Lord Jim, a film from 1965 with Peter O’Toole, is from a novel by Joseph Conrad and tells the story of a man seeking redemption for a sin he had committed earlier in his life. The idea that we are all guilty of something that we would like to forget, and to overcome our fears and our past, makes this film memorable.
The Name of the Rose is by Umberto Eco and stars Sean Connery as the monk who travels to a monastery, and discovers a series of murders that he is determined to solve. The theme of the book speaks of the uncertainty and inability to solve life’s mysteries, using the murders from the monastery to emphasize the chaotic nature of life. Sean Connery is powerful as the masterful monk, filled with conviction and the determination. It’s this force of nature that is Connery’s performance that gives this film strength.
Arrival with Amy Adams is a sci-fi film that has many layers stretching beyond the usual boundaries of science and CGI. There are some impressive visuals, and great acting from both Amy Adams and Jeremy Renner, her partner in solving the mystery of the aliens. But the memorable moments are strictly earthbound ones, where we see the layers unveiled as Adams, working as a linguist, struggles to communicate with the alien species and discovers much about herself as the film progresses.
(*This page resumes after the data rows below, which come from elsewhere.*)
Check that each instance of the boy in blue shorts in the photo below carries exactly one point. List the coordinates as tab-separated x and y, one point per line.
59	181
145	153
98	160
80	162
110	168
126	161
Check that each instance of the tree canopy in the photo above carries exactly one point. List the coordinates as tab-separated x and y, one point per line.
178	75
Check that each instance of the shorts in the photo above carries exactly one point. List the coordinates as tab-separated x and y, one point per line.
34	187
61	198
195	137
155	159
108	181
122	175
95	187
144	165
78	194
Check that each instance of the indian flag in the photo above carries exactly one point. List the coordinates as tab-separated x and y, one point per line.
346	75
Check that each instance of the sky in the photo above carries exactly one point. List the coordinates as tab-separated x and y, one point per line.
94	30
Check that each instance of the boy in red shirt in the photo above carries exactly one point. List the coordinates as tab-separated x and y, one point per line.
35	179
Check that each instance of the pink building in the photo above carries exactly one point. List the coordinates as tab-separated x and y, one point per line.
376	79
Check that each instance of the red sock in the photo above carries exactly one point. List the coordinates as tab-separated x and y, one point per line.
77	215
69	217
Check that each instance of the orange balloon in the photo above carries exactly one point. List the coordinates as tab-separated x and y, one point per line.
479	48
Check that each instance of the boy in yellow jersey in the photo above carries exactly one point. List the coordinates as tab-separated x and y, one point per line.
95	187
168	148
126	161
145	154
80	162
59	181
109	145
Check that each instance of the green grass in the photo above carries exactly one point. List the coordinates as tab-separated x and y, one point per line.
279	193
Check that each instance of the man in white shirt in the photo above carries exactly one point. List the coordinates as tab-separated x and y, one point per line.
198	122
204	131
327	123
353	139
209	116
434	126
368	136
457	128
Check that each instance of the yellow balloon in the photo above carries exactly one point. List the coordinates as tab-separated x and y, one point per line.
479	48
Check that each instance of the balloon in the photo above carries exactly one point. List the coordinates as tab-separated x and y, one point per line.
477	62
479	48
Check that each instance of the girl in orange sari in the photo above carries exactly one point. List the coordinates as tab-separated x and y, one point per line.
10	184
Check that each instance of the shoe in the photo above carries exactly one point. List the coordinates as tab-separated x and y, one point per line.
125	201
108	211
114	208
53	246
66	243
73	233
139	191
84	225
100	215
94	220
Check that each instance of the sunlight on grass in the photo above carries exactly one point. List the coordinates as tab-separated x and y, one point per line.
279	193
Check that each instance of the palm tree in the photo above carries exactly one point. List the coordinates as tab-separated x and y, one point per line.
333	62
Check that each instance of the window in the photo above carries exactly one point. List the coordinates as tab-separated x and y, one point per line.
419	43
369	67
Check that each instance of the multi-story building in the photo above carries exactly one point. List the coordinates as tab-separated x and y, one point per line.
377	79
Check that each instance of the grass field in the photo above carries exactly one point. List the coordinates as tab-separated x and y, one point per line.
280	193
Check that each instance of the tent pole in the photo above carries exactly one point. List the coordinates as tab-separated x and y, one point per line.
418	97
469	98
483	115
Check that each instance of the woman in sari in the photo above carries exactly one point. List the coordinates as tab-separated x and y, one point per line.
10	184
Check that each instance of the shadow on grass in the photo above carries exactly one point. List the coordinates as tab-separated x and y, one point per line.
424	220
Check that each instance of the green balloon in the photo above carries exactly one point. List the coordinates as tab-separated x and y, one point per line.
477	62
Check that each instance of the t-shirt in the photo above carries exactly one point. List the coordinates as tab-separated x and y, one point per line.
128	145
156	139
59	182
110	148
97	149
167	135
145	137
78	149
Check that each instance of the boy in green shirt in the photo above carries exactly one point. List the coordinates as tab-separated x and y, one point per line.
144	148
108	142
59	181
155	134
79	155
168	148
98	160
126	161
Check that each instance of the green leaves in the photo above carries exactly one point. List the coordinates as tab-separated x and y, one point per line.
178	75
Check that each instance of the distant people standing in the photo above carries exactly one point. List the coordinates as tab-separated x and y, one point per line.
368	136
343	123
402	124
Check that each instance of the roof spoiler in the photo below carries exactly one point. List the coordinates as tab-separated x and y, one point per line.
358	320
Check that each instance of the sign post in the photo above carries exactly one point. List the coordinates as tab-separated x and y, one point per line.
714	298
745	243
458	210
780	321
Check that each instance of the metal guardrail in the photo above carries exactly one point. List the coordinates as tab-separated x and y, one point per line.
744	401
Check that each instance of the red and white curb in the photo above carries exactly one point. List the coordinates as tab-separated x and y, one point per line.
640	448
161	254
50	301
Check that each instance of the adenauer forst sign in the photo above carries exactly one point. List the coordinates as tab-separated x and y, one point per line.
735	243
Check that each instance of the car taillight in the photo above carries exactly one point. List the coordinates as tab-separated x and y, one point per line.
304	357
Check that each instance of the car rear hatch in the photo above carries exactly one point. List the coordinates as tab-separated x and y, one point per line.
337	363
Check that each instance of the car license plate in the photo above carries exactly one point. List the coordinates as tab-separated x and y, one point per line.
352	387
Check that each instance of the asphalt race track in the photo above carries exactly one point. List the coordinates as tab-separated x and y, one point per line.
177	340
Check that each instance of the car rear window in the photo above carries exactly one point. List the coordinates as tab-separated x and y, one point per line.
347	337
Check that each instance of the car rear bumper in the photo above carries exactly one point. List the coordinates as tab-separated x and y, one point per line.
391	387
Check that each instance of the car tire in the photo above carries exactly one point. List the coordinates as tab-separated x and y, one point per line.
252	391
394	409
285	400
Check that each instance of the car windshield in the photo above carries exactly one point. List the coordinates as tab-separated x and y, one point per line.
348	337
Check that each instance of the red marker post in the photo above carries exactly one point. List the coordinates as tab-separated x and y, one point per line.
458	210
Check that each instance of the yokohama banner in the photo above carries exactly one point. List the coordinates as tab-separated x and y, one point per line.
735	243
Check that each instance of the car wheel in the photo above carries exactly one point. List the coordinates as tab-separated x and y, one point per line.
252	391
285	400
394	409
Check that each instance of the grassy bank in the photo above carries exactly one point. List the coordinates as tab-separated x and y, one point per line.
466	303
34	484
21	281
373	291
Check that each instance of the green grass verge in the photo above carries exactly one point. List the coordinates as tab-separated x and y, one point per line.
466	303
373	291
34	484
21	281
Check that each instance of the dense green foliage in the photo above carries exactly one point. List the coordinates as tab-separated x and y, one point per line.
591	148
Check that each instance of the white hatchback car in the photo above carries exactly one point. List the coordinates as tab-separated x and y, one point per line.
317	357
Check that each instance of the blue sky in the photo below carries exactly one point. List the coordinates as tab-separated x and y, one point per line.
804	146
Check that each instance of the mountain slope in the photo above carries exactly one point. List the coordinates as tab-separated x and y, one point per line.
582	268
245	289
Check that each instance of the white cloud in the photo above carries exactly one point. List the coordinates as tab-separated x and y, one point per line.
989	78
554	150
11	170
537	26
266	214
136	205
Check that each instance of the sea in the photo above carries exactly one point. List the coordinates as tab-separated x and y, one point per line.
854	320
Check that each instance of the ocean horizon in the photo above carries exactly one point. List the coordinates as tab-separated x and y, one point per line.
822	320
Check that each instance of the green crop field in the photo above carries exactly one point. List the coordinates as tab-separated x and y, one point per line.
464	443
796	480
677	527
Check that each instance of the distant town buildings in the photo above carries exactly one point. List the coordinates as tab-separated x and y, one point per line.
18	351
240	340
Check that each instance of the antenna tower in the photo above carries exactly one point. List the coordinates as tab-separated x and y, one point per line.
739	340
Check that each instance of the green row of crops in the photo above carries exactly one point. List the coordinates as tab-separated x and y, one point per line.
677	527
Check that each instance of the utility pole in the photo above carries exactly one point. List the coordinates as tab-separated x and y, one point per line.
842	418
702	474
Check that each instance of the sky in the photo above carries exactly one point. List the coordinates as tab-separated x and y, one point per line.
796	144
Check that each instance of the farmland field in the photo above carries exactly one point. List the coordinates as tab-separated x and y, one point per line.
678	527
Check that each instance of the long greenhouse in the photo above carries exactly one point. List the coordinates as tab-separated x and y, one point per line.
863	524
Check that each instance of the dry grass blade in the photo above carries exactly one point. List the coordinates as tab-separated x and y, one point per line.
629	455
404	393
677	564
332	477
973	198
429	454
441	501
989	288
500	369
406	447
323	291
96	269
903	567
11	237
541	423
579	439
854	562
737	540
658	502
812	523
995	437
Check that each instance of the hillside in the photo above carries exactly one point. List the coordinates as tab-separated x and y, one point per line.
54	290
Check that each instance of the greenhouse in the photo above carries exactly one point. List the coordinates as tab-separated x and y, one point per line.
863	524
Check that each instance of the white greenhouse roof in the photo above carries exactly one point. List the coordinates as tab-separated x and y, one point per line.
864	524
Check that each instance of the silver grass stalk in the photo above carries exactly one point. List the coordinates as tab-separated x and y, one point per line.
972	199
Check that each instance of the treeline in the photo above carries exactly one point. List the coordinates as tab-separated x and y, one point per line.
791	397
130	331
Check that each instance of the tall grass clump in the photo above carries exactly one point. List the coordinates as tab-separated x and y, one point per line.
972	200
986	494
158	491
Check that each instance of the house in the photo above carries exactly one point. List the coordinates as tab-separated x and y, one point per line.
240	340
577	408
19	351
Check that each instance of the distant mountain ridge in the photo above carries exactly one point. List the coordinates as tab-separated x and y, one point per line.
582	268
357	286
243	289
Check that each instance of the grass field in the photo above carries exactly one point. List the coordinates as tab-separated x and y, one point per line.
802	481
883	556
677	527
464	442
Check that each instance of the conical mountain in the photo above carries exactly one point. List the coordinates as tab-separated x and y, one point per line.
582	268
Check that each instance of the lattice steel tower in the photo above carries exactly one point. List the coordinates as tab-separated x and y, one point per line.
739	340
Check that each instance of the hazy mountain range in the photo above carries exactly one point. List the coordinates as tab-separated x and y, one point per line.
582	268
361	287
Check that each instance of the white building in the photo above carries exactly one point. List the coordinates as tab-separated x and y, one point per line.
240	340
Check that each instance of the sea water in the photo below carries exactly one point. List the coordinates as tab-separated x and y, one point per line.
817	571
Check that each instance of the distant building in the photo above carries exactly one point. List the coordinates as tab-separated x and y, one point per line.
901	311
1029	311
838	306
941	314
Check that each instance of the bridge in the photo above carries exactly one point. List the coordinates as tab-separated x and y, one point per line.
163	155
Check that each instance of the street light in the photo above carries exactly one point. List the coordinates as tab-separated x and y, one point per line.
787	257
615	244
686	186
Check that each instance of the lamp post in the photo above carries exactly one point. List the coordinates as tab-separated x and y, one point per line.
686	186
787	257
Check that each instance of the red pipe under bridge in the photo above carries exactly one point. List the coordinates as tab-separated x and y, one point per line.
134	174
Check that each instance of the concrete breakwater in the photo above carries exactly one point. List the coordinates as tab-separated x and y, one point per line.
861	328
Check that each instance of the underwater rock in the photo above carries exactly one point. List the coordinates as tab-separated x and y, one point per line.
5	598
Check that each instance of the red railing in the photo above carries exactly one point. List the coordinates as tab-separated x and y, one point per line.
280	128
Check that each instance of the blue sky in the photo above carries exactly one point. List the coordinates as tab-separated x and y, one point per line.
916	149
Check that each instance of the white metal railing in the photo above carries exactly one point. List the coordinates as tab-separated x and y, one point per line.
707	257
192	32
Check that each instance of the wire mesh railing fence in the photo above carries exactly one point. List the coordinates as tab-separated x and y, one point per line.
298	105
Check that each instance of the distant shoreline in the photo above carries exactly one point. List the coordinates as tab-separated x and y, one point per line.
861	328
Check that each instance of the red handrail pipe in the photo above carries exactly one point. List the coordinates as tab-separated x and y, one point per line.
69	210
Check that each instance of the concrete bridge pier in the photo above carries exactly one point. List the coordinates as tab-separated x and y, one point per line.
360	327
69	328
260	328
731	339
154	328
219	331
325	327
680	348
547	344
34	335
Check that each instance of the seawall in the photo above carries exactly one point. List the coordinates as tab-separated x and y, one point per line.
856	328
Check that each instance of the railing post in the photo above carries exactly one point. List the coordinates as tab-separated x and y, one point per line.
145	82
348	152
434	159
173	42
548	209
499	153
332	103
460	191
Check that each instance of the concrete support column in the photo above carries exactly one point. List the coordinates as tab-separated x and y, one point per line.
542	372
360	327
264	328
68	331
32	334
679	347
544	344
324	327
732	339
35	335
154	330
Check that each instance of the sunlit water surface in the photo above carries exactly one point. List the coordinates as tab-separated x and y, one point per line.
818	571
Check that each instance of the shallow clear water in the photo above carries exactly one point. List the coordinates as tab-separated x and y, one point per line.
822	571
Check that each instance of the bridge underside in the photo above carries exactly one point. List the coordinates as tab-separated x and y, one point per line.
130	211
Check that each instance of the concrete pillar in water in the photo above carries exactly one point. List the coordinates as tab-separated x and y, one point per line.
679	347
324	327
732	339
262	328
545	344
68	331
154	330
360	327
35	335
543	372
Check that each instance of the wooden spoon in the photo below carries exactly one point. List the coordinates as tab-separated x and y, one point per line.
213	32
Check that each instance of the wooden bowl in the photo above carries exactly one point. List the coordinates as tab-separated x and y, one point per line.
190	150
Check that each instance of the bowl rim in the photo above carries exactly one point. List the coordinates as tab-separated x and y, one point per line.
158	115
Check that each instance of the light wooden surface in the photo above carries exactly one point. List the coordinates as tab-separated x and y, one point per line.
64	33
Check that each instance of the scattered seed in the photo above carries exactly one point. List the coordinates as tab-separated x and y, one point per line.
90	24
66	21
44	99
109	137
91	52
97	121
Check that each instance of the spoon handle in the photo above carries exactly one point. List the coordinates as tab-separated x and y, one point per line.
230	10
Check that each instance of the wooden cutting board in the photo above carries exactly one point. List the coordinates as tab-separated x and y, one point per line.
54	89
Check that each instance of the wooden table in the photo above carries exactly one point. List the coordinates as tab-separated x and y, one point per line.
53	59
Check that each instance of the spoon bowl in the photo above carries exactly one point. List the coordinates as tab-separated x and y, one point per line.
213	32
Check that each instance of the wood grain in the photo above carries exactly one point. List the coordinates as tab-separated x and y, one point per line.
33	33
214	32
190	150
King Arthur with Clive Owen is yet another retelling of the Arthurian legend. This one is set in Britain, and the knights of the round table are a nomadic band with a leader who is dedicated to Christ. The best scenes in this are the ones that show the conviction and dedication of a life given over to helping others, and striving to overcome our own personal and moral failings.
To Kill a Mockingbird is a film mentioned many times for its spiritual depth and lingering themes dealing with love and redemption. The heroine is a young girl, Scout, and she narrates the action in past tense, in a faithful translation from the book. We see Scout’s small town and her father, Atticus Finch, through her eyes. Gregory Peck really “owns” this film, as his presence, and the courtroom drama that makes up much of the action in the second half are the highlights of the film. The message, that it’s a sin to kill a Mockingbird, and the Christian themes of spiritual redemption and healing make this film one of the all-time favorites for those who are searching for some depth when watching a movie.
Other Recommended Holiday/Feel Good Films for Family Viewing:
Meet me in St Louis stars Judy Garland, and features Garland singing many of her hits, including “The Trolley Song” and “Have Yourself A Merry Little Christmas.” Judy Garland was young when she made this movie, and it was directed by her future husband, Vincent Minelli, who worked to showcase her many talents as she sang and acted her way into our hearts.
Sleepless in Seattle was a huge hit when it was released, and if featured one of the most popular couples in recent decades: Tom Hanks and Meg Ryan. I confess that this isn’t my favorite of the Hanks/Ryan pairings-I prefer You’ve Got Mail, which is also a good family film. But this film is one that has a popular appeal and also features the small boy who decides to match make for his father, played by Hanks, during the holidays.
National Velvet is adapted from a best-selling book and is also good family fare. Elizabeth Taylor is seen in one of her first roles, as the young Velvet, who is obsessed with horses.
In Emma, the “Jane-ites” are given a visual treat in this beautifully filmed adaptation from Jane Austen starring Gwyneth Paltrow. The film begins during the Christmas season, so it has a holiday look and feel to it. And even though the film is suitable for all ages, it’s generally classified as a “Chick Flick.” I dub it a Fem Flick, for women and that sub-set of men who actually like and “get” Jane Austen and her low-key but acerbic wit.